UN leader Ban Ki-moon warned Saturday that Muslim-Buddhist unrest in Myanmar's Rakhine state could hit the country's landmark reforms and spill across borders, a UN spokesman said.
Muslim leaders have made prominent calls at the UN General Assembly for action over the deadly unrest which Ban raised in talks with Myanmar's President Thein Sein and the head of the Organization of Islamic Cooperation (OIC).
Thein Sein, who has embarked on fast-paced reforms in Myanmar, promised Ban he would tackle fallout from the unrest, UN spokesman Martin Nesirky said.
But Ban later told Ekmeleddin Ihsanoglu, secretary general of the 57-nation OIC, the Rakhine troubles must be "treated carefully because of the potential wider implications of the Rakhine issue on the overall reform process in Myanmar as well as on other countries."
Fighting between Buddhists and Rohingya Muslims in Rakhine erupted in June. According to an official toll, about 90 people have been killed but rights groups say the figure is probably much higher.
Human Rights Watch (HRW) accused Myanmar forces of opening fire on Rohingya Muslims, an accusation denied by the government.
Myanmar's government considers the estimated 800,000 Rohingyas to be foreigners while many ordinary Myanmar people say they are illegal immigrants from neighbouring Bangladesh.
But Bangladesh has stopped Rohingyas from crossing the border and prevented aid groups from helping more than 200,000 Rohingyas in the country, according to HRW. The New York-based rights group says this is to send the message to the Rohingyas that they should stay in Myanmar.
Ban and Thein Sein discussed the Rakhine fighting "and the immediate and long-term perspectives to promote intercommunal harmony and address the root causes of the tension there," said Nesirky.
"The president confirmed the country would address the long-term ramifications of this question," he said.

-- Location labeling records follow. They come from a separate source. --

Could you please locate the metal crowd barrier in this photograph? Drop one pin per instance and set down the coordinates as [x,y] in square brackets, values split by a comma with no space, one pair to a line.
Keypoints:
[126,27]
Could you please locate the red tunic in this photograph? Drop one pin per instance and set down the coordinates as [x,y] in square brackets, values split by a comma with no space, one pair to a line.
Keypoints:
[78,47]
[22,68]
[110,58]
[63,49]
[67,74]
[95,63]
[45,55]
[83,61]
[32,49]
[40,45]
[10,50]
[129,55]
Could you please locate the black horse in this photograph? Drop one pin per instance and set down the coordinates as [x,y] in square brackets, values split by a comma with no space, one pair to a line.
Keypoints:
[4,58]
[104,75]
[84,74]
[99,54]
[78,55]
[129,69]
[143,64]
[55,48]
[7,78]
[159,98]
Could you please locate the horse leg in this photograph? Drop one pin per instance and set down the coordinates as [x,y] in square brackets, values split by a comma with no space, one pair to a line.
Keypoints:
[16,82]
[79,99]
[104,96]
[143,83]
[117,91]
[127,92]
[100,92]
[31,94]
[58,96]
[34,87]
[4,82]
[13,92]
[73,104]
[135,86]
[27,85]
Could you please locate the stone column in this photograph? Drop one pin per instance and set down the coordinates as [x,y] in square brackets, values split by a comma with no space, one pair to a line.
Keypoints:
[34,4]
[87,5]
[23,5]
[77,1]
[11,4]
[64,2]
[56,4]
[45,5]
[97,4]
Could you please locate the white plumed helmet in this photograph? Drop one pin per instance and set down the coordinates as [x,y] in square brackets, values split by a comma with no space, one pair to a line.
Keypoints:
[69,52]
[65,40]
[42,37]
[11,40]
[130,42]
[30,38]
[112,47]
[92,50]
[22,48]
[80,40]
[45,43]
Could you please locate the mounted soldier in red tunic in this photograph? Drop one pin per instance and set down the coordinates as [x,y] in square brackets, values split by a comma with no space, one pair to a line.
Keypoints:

The Myanmar leader vowed before the UN General Assembly that he would seek to tackle the problems in Rakhine state.
Ban also called for "concerted efforts" to end the government's war with ethnic rebels in Kachin in the north of the country where the Thein Sein has led reform efforts over the past two years.
Thein Sein has been in New York at the same time as opposition leader Aung San Suu Kyi, and in a landmark speech to the General Assembly praised her efforts for "democracy."
"The secretary general commended the president's political vision and leadership and encouraged him to continue to focus on the reform process and on its consolidation."
Ban organized a ministerial meeting of the Friends of Myanmar group on Friday with representatives from the United States, European Union, China, Japan and other states.
Ban's special advisor on Myanmar, Vijay Nambiar, said ministers hoped progress made in Myanmar over the past year "will continue and result in the strengthening of democratic institutions and forging peace with all ethnic and religious groups in the country."